On 11 and 12 February 2026, the Court of Appeal is hearing Professor Carolyn Roberts' appeal against the Competition Appeal Tribunal's judgment dismissing her applications to certify parallel opt-out collective proceedings brought against six water and sewage companies (the Defendant Companies).
The claims alleged that the Defendant Companies had abused their monopoly positions for providing water and sewage services to household customers in their geographic area by underreporting the number of pollution incidents to their regulator, the Water Services Regulation Authority (Ofwat). The claims alleged that this enabled the Defendant Companies to charge higher prices to customers than they would have been able to charge had they made accurate reports. The claims for aggregate damages comprised the difference between the amounts that consumers paid and the lower amounts that the Defendant Companies would have charged had they made accurate reports.
The Tribunal's decision
The Tribunal refused to certify Professor Roberts' claims on the basis that they were excluded by section 18(8) of the Water Industry Act 1991 (WIA), which effectively provides an exclusive remedy in respect of contraventions of certain statutory obligations under the WIA. It was common ground that the underreporting of pollution incidents was one such obligation, so the key question for the Tribunal was whether section 18(8) excluded the common law remedy for an abuse of dominance claim.

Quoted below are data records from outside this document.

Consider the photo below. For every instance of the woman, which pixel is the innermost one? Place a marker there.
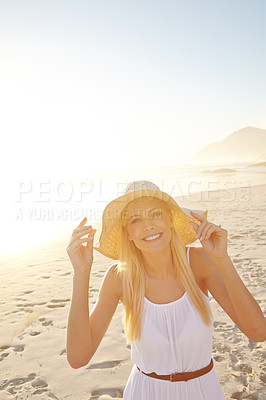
(163, 285)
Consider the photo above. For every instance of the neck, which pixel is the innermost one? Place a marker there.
(158, 265)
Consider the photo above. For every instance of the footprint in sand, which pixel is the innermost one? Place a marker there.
(105, 364)
(113, 393)
(14, 385)
(17, 349)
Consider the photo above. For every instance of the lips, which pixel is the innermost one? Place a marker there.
(153, 240)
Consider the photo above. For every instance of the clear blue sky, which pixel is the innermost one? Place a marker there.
(86, 85)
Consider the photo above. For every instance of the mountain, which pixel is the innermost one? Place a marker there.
(247, 144)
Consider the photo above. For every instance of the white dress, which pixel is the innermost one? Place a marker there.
(173, 339)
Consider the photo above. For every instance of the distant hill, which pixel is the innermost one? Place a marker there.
(247, 144)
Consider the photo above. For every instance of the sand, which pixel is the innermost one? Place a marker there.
(36, 288)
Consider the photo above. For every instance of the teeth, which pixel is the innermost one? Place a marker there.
(152, 237)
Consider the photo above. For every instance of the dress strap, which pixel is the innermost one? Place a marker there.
(188, 248)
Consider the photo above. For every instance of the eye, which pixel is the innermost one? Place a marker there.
(157, 213)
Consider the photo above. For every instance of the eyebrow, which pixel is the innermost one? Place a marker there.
(154, 208)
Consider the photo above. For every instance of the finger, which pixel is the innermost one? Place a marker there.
(201, 228)
(197, 216)
(79, 234)
(206, 232)
(75, 242)
(83, 222)
(82, 229)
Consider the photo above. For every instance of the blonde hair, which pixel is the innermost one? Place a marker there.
(130, 268)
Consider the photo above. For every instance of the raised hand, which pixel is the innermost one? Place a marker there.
(212, 237)
(81, 256)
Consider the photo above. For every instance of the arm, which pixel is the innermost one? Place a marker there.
(85, 330)
(226, 286)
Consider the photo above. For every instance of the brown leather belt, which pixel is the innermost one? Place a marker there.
(183, 376)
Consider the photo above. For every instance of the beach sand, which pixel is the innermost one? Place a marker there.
(36, 288)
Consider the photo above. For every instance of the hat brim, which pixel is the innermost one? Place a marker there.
(108, 243)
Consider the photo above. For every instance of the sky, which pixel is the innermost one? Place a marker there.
(101, 84)
(87, 86)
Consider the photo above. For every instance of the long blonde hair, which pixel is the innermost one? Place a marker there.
(132, 273)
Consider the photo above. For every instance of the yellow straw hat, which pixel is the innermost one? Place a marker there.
(108, 243)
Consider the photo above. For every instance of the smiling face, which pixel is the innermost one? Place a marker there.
(149, 225)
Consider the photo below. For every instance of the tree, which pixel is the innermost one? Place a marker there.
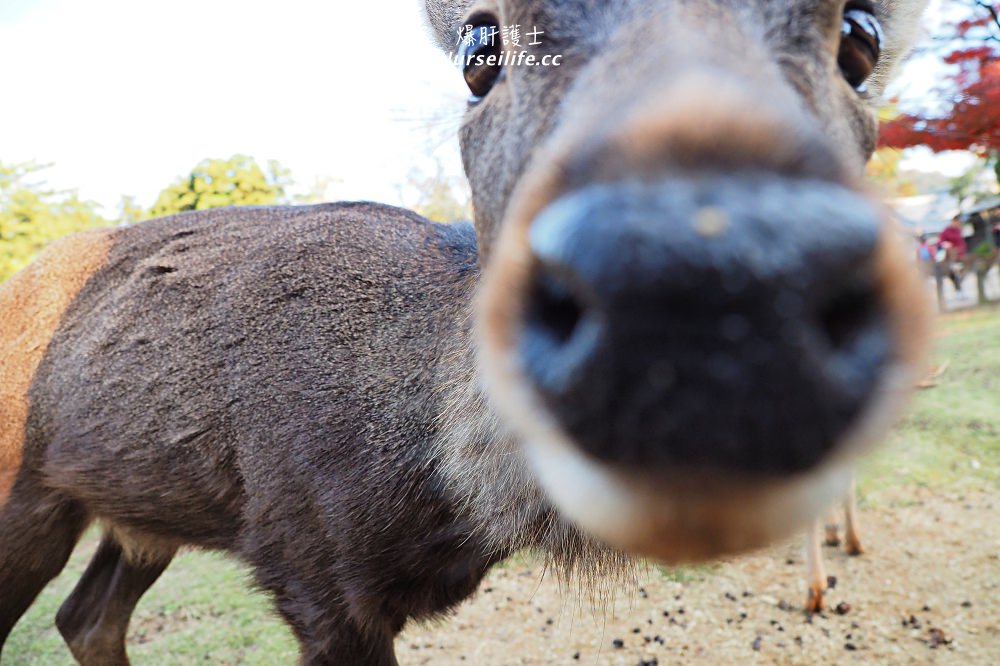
(968, 115)
(32, 215)
(436, 194)
(214, 183)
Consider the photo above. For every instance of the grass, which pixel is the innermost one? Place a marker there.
(951, 436)
(203, 610)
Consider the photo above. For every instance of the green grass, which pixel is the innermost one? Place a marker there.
(202, 609)
(951, 436)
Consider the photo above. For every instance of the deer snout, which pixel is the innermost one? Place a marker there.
(728, 325)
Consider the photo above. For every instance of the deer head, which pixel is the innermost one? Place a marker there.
(692, 314)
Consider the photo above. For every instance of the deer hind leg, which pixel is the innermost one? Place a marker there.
(37, 534)
(94, 618)
(816, 574)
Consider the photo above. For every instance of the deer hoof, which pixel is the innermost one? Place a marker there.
(814, 603)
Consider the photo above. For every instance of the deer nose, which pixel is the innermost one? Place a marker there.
(729, 325)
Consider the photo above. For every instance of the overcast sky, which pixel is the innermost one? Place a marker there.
(125, 95)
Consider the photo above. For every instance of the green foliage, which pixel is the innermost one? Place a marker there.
(214, 183)
(437, 195)
(32, 215)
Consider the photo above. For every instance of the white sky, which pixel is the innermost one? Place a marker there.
(124, 96)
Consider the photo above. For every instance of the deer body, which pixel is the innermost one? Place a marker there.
(339, 439)
(677, 321)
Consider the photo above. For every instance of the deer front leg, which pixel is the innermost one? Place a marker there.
(854, 546)
(816, 575)
(832, 529)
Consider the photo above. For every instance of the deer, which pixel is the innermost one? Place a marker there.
(817, 582)
(675, 322)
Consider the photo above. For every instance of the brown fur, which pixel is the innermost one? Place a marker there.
(302, 387)
(33, 302)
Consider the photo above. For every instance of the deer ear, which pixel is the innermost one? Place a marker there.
(444, 17)
(900, 21)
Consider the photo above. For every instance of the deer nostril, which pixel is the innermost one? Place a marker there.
(553, 309)
(850, 314)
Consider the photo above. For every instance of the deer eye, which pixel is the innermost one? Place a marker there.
(480, 55)
(860, 45)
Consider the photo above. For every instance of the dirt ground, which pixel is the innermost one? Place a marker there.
(926, 592)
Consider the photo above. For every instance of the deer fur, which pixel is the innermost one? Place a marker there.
(324, 392)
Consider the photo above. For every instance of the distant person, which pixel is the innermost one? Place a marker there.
(925, 253)
(952, 242)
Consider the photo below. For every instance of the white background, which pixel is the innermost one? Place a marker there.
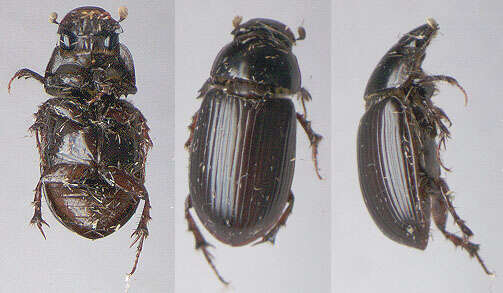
(300, 259)
(469, 48)
(66, 262)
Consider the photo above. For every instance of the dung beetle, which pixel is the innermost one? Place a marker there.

In concluding that the claims were excluded, the Tribunal relied on the Supreme Court decision in United Utilities Water Ltd v Manchester Ship Canal Co Ltd (No 2) [2024] UKSC 22 (United Utilities). In that case, the Supreme Court held that section 18(8) does not preclude common law remedies unless the contravention of the statutory requirement is an "essential ingredient" of the cause of action.

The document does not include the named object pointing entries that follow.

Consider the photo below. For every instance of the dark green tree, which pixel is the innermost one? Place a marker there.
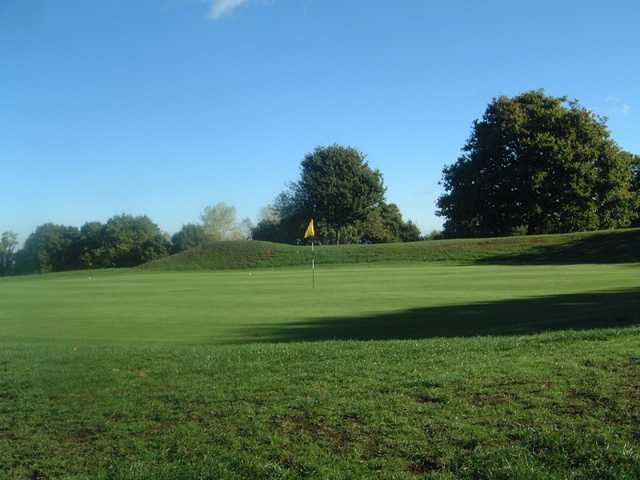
(337, 187)
(50, 248)
(189, 236)
(8, 244)
(636, 187)
(91, 246)
(409, 232)
(129, 241)
(537, 163)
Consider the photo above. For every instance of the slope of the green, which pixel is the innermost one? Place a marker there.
(126, 375)
(593, 247)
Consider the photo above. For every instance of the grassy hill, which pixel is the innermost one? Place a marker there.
(404, 372)
(593, 247)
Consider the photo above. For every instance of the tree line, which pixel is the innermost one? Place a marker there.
(539, 164)
(533, 164)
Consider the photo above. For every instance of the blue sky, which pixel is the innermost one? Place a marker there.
(163, 107)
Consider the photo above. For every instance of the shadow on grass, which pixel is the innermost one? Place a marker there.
(620, 246)
(612, 309)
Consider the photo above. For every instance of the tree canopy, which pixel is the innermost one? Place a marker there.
(8, 244)
(537, 164)
(345, 196)
(124, 241)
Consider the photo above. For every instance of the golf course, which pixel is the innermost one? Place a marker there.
(516, 357)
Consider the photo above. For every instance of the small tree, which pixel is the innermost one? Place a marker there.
(219, 222)
(189, 236)
(8, 244)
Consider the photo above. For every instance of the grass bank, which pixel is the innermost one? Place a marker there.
(591, 247)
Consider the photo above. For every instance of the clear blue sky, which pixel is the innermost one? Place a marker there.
(163, 107)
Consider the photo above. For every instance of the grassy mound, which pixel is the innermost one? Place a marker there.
(593, 247)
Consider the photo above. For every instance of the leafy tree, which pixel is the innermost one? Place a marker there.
(540, 164)
(189, 236)
(636, 187)
(91, 246)
(219, 222)
(128, 241)
(245, 227)
(409, 232)
(50, 248)
(8, 244)
(337, 187)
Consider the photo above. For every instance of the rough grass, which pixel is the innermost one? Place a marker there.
(593, 247)
(124, 375)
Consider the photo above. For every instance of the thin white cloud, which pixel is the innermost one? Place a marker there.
(618, 105)
(219, 8)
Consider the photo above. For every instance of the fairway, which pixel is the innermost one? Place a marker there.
(349, 302)
(382, 371)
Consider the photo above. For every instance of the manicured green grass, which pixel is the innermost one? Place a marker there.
(591, 247)
(467, 371)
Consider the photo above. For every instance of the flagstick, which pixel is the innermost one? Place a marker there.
(313, 265)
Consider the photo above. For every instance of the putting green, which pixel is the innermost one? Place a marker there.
(349, 302)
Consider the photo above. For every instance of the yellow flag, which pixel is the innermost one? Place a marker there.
(310, 232)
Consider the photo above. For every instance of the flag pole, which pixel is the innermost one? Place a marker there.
(313, 265)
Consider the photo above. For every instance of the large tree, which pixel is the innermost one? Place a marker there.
(538, 164)
(8, 244)
(337, 187)
(129, 240)
(636, 187)
(50, 248)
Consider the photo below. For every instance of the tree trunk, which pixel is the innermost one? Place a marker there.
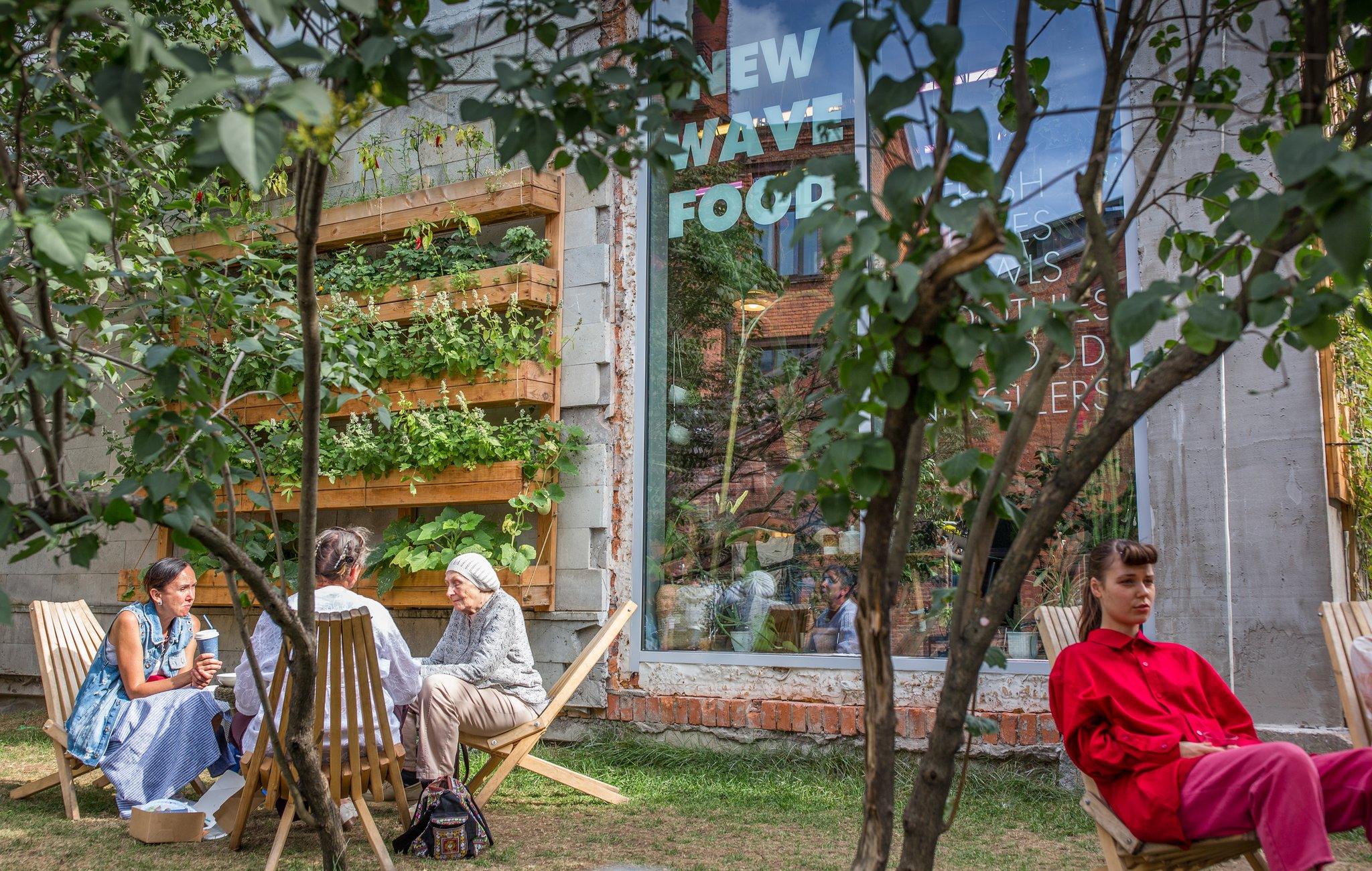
(877, 578)
(309, 198)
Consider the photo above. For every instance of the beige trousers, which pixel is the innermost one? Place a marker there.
(446, 708)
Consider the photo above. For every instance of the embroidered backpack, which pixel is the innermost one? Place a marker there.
(448, 825)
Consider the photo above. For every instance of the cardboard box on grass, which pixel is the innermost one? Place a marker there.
(165, 826)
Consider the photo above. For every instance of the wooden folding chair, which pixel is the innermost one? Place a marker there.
(1342, 623)
(1058, 628)
(510, 749)
(68, 638)
(356, 710)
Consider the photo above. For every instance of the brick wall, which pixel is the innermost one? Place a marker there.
(689, 712)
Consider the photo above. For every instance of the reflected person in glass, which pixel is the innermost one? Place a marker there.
(836, 627)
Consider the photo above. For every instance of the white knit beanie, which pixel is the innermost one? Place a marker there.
(478, 570)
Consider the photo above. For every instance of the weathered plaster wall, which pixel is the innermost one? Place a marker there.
(1237, 476)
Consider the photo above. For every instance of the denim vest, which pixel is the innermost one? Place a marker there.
(102, 697)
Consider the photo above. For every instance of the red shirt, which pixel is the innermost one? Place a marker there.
(1124, 706)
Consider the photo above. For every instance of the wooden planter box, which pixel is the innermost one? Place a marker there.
(525, 385)
(530, 284)
(519, 194)
(458, 486)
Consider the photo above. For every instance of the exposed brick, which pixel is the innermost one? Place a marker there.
(1009, 729)
(768, 715)
(1048, 730)
(995, 737)
(782, 716)
(848, 720)
(737, 712)
(920, 722)
(815, 719)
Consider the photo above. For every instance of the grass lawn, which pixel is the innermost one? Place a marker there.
(689, 809)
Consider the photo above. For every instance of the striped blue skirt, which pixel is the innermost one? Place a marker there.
(161, 744)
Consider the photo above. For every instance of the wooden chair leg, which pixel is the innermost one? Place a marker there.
(374, 835)
(33, 788)
(403, 804)
(68, 781)
(582, 784)
(1107, 847)
(486, 787)
(246, 804)
(281, 831)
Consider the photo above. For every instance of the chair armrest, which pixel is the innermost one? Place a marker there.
(56, 733)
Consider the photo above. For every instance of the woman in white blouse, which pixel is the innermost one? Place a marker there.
(480, 678)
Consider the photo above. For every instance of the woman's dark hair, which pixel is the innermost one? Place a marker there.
(338, 550)
(1102, 557)
(843, 574)
(162, 572)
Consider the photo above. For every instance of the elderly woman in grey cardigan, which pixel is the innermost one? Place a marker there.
(480, 677)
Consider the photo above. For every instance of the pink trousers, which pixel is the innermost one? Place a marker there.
(1290, 797)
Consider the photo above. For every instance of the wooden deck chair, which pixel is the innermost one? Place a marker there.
(354, 762)
(1058, 627)
(68, 636)
(510, 749)
(1342, 623)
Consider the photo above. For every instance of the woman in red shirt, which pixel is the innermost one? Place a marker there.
(1172, 748)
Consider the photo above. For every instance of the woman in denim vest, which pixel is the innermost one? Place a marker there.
(145, 714)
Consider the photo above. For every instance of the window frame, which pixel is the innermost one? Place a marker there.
(637, 655)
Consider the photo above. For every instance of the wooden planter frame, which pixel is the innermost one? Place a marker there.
(506, 196)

Applying this test, the Tribunal found that the contravention of the statutory requirement to report the number of pollution incidents to Ofwat was an "essential ingredient" of the claims. While the Tribunal held that the misleading of a public authority by a dominant undertaking could constitute an abuse of dominance, which is not per se excluded, for the cause of action to be made out, the alleged abusive conduct must cause damage to the claimants. Because the losses claimed arose from the fact that the utilities could charge higher prices under the statutory price control regime because of the underreporting, the statutory contravention was an essential ingredient of the claims.
By contrast, in United Utilities, the Supreme Court found that the losses claimed arose from damage caused by the polluting activity itself and therefore the claim in negligence was not excluded by section 18(8) of the WIA. Similarly, the Tribunal indicated that, had the abusive claims been for losses due to excessive or unfair pricing, they may not have been excluded by section 18(8).
Potential significance of the appeal
Professor Roberts sought permission to appeal to the Tribunal on the following grounds: (i) the Tribunal had misconstrued the claims, which were based on abuse of dominance leading to unfair pricing, not contravention of the WIA price control regime; (ii) the Tribunal had misinterpreted section 18(8) of the WIA in light of the Supreme Court judgment in United Utilities; and (iii) the Tribunal erred in observing that Ofwat's administrative process was better suited to determining the level of underreporting of pollution incidents and any reimbursements due to consumers.
The Tribunal refused permission to appeal, but the Court of Appeal subsequently agreed to hear the appeal. If Professor Roberts' appeal is successful and the Court of Appeal finds that the claims are not excluded by section 18(8) of the WIA, this will have significant implications not only for the water services industry, but also for other regulated entities subject to similar regulatory regimes with reporting obligations relating to price.